Perché, tuttavia, Grillo for president? Perché ancora sussiste il vizio di attendere le riforme dall'alto? Perché aspettare dall'esterno il cambiamento, inteso come una paternalistica concessione da parte del «liberatore» di turno? Perché non fare tutti un primo passo per prendercela questa liberazione? Un passo non costa nulla, soprattutto se compiuto all'unisono. Sarà più facile poi, compierne altri e più in fretta ancora. Tutto potrebbe avvenire hic et nunc, purché lo si voglia. Utopia? No, realtà.
Proviamo, allora, a modificare anche gradualmente le nostre abitudini indotte ad arte? Cominciamo a non sorridere della pubblicità, fidando nel nostro discernimento, ma, piuttosto, a non seguirne i dettami? Cominciamo a farci furbi, una volta per tutte? Vedremo, allora, come la tigre che ha terrorizzato il villaggio possedesse, in realtà, solo dei grossi denti di carta, che noi stessi avevamo contribuito a ritagliare e ad incollare sul suo brutto muso di cartapesta. Solo allora potremo dare alle fiamme il simulacro di paglia del tiranno che aveva terrorizzato i nostri sonni di bambini con la sua mole ingigantita da un abile gioco d'ombre cinesi. Ed allora sì che sarà festa e festa grande e duratura! Scenderà la pace tanto invocata sul mondo e gli uomini si riscopriranno fratelli, quando verrà smascherato il fondamento dell'arte di governare d'ogni dispotismo: il divide et impera nefando, che ha permesso giochi di potere infiniti e loschi intrighi di palazzo.
Alleluia alleluia, fratelli; il re è morto e non sarà più gridato viva il re! Verrà pure il giorno della santa anarchia, non quella bombarola ed assembleare, volgarmente promiscua e confusionaria, ma quella serena di chi è padrone di sé stesso, di chi ha trasceso e ripudiato la legge esteriore, troppe volte favorevole solo ai tiranni, interiorizzando quella eterna ed universale, espressione della voce pacata della coscienza che non erra. Solo quando l'auriga di platonica memoria avrà domato il cavallo nero che trascinava il carro all'impazzata verso l'abisso; solo quando la religione naturale ed interiore di Giovanni l'Apostolo, dei maghi Bruno e Campanella, ispiratisi agli antichi Misteri, avrà trionfato sui riti di quella puramente esteriore; solo quando la molteplicità caotica e vanamente contrapposta per il gioco diabolico dell'illusione si sarà ricomposta nell'Unità pitagorica e plotiniana, nell'Assoluto del Vedanta, solo allora potremo dire che les jeux sont faits ed inizieremo a vivere davvero.

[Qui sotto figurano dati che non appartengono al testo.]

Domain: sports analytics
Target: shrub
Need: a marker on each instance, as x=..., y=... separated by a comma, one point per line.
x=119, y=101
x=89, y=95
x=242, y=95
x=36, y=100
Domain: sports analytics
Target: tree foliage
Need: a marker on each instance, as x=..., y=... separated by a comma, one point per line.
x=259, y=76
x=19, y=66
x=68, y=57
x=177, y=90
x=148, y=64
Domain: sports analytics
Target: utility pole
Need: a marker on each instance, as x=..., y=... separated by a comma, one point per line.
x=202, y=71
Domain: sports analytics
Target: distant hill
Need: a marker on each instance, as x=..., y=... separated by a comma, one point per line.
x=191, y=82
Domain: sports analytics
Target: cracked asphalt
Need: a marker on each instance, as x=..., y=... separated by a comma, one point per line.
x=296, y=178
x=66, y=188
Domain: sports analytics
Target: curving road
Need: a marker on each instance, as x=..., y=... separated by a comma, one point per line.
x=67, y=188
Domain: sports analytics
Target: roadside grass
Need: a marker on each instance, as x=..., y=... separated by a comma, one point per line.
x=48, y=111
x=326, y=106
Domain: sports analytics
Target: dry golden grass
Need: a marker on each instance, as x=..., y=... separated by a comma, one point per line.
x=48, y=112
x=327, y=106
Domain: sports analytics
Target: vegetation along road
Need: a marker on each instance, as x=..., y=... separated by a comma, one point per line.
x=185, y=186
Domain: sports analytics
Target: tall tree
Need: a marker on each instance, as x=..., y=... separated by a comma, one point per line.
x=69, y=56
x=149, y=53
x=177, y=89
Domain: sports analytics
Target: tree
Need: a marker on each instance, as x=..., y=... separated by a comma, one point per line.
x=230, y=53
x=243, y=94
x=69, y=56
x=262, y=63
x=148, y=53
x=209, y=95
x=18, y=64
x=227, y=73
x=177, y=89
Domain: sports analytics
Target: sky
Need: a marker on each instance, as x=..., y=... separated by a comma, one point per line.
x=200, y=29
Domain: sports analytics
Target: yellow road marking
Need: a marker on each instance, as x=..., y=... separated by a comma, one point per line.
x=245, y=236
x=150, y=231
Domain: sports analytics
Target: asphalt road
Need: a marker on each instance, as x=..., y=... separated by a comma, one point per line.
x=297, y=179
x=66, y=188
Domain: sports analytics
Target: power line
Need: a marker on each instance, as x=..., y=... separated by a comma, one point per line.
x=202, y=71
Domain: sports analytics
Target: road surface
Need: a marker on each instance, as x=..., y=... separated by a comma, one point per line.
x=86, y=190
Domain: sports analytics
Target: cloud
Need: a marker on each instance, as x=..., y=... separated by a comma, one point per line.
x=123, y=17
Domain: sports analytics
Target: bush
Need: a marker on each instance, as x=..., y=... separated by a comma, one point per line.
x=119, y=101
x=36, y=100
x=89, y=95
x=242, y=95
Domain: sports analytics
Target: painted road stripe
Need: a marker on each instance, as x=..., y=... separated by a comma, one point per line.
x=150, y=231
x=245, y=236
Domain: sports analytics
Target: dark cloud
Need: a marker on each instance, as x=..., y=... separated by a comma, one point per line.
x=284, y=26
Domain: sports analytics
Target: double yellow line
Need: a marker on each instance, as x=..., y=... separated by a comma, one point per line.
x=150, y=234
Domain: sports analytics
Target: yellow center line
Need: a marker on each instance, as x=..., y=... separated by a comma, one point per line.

Fino a quel momento, al contrario, avremo solo vanamente impazzato, prendendo cantonate continue nella stanza degli specchi, più o meno deformanti la Realtà; fino ad allora, ci saremo follemente aggirati in tondo, rimanendo prigionieri del nostro io e delle sue lusinghe.
La rivoluzione interiore, l'unica vera e risolutrice d'ogni antinomìa, è la via da percorrere per liberare definitivamente lo Spirito che vive in noi, oppresso da tante scorie che ne offuscano ancora la luce abbagliante.